Bidding war adds to Kin + Carta’s appeal

The prospect of a bidding war for Kin + Carta sent shares in the technology services specialist sharply higher after a second suitor came forward with an offer to buy it.

Investors piled into the company, which builds data and software solutions for clients using Microsoft and Google technologies, after it recommended a 130p-a-share cash offer from Valtech, which is controlled indirectly by funds advised by BC Partners, the private equity group.

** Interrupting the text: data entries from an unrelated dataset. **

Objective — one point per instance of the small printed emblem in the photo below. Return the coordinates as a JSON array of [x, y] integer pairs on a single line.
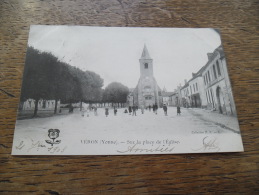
[[53, 134]]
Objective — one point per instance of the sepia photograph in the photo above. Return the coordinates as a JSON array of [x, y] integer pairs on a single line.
[[125, 91]]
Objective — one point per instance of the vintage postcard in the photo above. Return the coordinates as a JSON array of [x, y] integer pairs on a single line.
[[125, 91]]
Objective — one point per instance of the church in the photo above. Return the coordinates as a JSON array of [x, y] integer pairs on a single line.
[[147, 92]]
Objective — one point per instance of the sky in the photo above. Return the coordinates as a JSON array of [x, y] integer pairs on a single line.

Valtech’s swoop comes weeks after Apax Partners, another private equity player, increased its all-cash bid to 120p a share, which the board of Kin + Carta said at the time was “fair and reasonable”. The company said it had now withdrawn its recommendation of the revised offer.

Kin + Carta’s shares leapt by 17p, or 14.8 per cent, to close at a near-ten-month high of 132p.

Investors found plenty to be cheerful about on the wider market. Despite a stronger pound, the FTSE 100 rose 23.55 points, or 0.3 per cent, to 7,638.03, while the more UK-focused FTSE 250 added 95.43 points, or 0.5 per cent, to 19,315.98.

Higher metals prices gave a push to miners such as Fresnillo, which improved 21¾p, or 3.9 per cent, to 576¾p — as well as to Anglo American and Antofagasta, which gained, respectively, 70¼p, or 3.9 per cent, to £18.91½, and 47p, or 2.9 per cent, to £16.85.

Investors took a punt on London’s bookmakers, including Flutter Entertainment, which rose 475p, or 3.5 per cent, to £139.20 after Peel Hunt upgraded the gambling stock to a “buy” amid hopes that its secondary listing in the United States would drive up demand for the shares by giving American investors “exposure to a fast-growing local market leader”. Excitement over the shake-up in Entain’s boardroom meant the Ladbrokes operator secured its fifth consecutive day of gains as its shares picked up another 34¾p, or 3.6 per cent, to £10.12.

Wizz Air flew towards the top of the FTSE 250 risers’ board, finishing 126½p, or 6.4 per cent, higher at £21.07 , after s UBS instructed its clients to buy the airline’s shares. Its reasoning is that traffic growth should continue at Wizz, given its cost base and focus on central and eastern European and Middle East markets.

Burberry capped gains on the Footsie, falling 31p, or 2.1 per cent, to £14.83½ after Jefferies aired concerns over whether the attractiveness of the luxury group’s new products would be enough to offset a weak trading backdrop.

Elsewhere, shares in DP Eurasia, which runs the Domino’s Pizza brand in Turkey, Azerbaijan and Georgia, jumped 7½p, or 8.6 per cent, to 95p after it rejected an improved takeover offer from Jubilant Foodworks, its biggest shareholder.

Under Jubilant’s revised proposal, DP Eurasia’s shareholders were offered 95p a share, up from a previous offer of 85p, but the board believes the new offer still “significantly undervalues” the company and that Jubilant has sought to “exploit” being a good commercial partner to its advantage by seeking to delist the company without offering fair value, to the detriment of minority shareholders

Wall Street report

Rate cut hopes drove indices higher. The Dow Jones industrial average was up 251.90 points, or 0.7 per cent, at 37,557.92, a record for a fifth day. The S&P 500 rose 27.81 points, or 0.6 per cent, to 4,768.37, in touch of its record high in 2022 of 4,796.56.